Omuraliev, the entrepreneur whose EcoProduct Asia makes juice extracted from domestic fruits, is already primed for entry. Since August his company has processed 16 tons of local apples per day using Austrian equipment at their factory in Shopokov, half an hour from Bishkek and three hours from his main export market, Almaty, in Kazakhstan. Omuraliev refused to give turnover figures but said about 20 percent of his sales are in Kazakhstan, on the other side of the Custom Union’s barbed-wire fence. He claims to have had interest from Russia, too.
“In May next year, when we begin production again, the challenge will be to produce enough juice to meet demand,” he says, adding that expects sales to “double if not triple” in 2014.
Bishkek has recognized that the production of food, beverages and tobacco help diversify the economy using source materials that are already in abundance, but which currently often go to waste. The sector has grown 300 percent in the last 10 years and accounted for 14 percent of total industrial production in 2012, according to the National Statistics Committee. New food processors such as EcoProduct Asia have benefited from generous tax breaks.
In an interview with the Russian television station Mir on August 30, President Almazbek Atambayev restated his commitment to entering the Customs Union. Noting that re-exporting Chinese products to Kazakhstan and Russia had helped the country “survive through difficult times,” he said it was now “time to think of the future” by developing homemade industries and services ahead of Customs Union entry.
Bakai Zhunushov, the business advisory services coordinator at the European Bank for Reconstruction and Development (EBRD), is more cautious about Customs Union entry, anticipating a “difficult adjustment period.” Still, he agrees that innovative startups such as EcoProduct Asia – by linking farmers to larger, richer markets outside the country – would be able to take a step in the right direction. “When it comes to growing fruits and other primary products, a large part of this value is often lost. … A big part of the harvest is spoiled before it is sold,” Zhunushov told EurasiaNet.org.

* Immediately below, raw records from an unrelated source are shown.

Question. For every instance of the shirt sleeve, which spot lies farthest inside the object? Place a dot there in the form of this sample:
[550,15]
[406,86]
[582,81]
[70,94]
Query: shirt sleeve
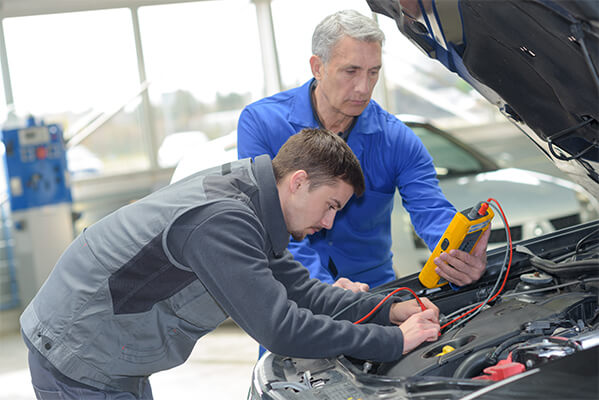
[309,258]
[274,301]
[251,136]
[429,209]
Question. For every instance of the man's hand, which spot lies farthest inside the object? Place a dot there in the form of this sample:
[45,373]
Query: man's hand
[400,312]
[461,268]
[355,287]
[420,327]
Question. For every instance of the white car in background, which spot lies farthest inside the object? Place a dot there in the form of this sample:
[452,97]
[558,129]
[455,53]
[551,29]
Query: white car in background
[534,203]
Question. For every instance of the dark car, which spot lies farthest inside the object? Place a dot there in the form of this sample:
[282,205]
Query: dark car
[529,328]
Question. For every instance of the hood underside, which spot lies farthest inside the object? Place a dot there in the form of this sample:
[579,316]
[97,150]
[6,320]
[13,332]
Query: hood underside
[534,59]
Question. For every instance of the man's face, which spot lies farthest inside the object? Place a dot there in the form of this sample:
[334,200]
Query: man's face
[347,80]
[308,211]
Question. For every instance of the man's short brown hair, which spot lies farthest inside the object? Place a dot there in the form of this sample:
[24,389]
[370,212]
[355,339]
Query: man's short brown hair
[323,155]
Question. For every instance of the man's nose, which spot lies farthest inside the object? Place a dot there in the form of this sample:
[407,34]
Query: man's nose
[362,84]
[327,220]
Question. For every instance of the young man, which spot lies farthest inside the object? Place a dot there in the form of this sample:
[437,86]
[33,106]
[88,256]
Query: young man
[356,252]
[135,291]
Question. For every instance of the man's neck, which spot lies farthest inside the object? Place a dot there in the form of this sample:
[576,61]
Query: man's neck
[330,118]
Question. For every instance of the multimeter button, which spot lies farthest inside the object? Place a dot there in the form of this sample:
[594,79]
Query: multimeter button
[444,244]
[41,153]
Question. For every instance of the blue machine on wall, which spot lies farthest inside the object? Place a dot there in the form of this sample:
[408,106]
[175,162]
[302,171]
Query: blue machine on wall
[40,201]
[37,166]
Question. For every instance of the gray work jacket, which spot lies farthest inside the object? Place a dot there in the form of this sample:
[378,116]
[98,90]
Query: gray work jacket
[135,291]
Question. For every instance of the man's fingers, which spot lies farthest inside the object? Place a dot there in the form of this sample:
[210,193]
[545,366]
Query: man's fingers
[355,287]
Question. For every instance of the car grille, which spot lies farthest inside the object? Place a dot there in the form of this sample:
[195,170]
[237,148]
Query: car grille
[564,222]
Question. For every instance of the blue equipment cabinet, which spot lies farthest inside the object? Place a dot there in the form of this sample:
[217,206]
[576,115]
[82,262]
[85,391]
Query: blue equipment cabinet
[37,166]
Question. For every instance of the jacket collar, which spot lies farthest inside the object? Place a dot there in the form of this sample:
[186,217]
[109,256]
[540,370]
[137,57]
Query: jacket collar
[270,205]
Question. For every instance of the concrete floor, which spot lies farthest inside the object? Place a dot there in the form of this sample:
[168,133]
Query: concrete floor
[220,367]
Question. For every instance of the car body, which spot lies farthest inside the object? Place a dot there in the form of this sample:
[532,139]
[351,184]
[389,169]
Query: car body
[535,331]
[468,176]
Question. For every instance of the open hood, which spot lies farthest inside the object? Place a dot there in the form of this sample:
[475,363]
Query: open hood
[536,60]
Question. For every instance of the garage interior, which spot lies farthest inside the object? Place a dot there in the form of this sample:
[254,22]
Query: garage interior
[118,90]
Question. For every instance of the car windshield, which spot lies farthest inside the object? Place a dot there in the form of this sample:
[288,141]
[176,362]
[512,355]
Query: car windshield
[449,158]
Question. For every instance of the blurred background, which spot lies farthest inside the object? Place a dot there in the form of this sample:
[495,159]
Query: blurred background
[122,90]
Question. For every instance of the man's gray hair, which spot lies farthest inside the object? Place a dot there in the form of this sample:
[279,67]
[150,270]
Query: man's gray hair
[340,24]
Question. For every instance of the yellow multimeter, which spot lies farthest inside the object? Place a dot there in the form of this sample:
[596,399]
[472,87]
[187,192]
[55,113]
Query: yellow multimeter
[463,233]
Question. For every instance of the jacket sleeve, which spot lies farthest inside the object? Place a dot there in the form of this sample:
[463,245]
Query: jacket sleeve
[274,301]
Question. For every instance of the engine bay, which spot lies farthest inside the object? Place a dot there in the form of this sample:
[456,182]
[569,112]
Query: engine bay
[543,326]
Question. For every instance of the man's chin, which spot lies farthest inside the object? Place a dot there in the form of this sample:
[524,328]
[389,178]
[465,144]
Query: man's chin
[298,237]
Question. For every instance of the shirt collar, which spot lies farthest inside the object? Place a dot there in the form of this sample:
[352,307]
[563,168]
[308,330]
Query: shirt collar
[270,205]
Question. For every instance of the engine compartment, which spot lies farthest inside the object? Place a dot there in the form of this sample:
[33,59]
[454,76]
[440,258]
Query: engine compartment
[538,338]
[535,328]
[548,310]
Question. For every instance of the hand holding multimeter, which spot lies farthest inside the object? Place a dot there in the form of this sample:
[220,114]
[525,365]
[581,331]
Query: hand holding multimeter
[463,233]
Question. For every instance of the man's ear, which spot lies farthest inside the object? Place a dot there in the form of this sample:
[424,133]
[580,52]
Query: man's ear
[297,179]
[317,66]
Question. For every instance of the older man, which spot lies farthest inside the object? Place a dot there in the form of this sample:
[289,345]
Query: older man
[355,253]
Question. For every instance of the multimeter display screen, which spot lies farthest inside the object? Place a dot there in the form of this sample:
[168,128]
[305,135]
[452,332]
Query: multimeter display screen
[34,136]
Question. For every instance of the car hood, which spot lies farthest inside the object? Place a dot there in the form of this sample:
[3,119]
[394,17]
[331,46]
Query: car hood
[555,197]
[536,60]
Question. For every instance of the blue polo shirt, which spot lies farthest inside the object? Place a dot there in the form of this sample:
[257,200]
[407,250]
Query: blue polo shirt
[358,246]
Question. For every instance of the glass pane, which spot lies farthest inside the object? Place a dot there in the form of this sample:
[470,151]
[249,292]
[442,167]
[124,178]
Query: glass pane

Omuraliev is part of a new generation of entrepreneurs that “start from nil,” says Uluk Kydyrbaev, a former head of the Bishkek Business Club, a prominent lobby. He contrasts today’s businessmen with those who got rich during the initial post-Soviet privatization rush. “Today’s [entrepreneurs] have a wider compass. They think in terms of globalization and the mass possibilities it offers,” he told EurasiaNet.org.
But Kydyrbaev argues that the majority of new and would-be Kyrgyz producers will be better off outside the Customs Union than inside it, despite government messaging to the contrary.
“Currently if a small company is trying to build a factory they can choose between expensive, excellent quality materials and equipment from Europe, or cheap affordable equipment and materials from China.” That “cheap Chinese component” is often a default preference for new businesses in Kyrgyzstan, who tend to lack significant start-up capital, said Kydyrbaev. The Customs Union, with its high import tariffs, will increase the cost for both options and “restrict choice,” for entrepreneurs, he said. That’s “bad for innovation.”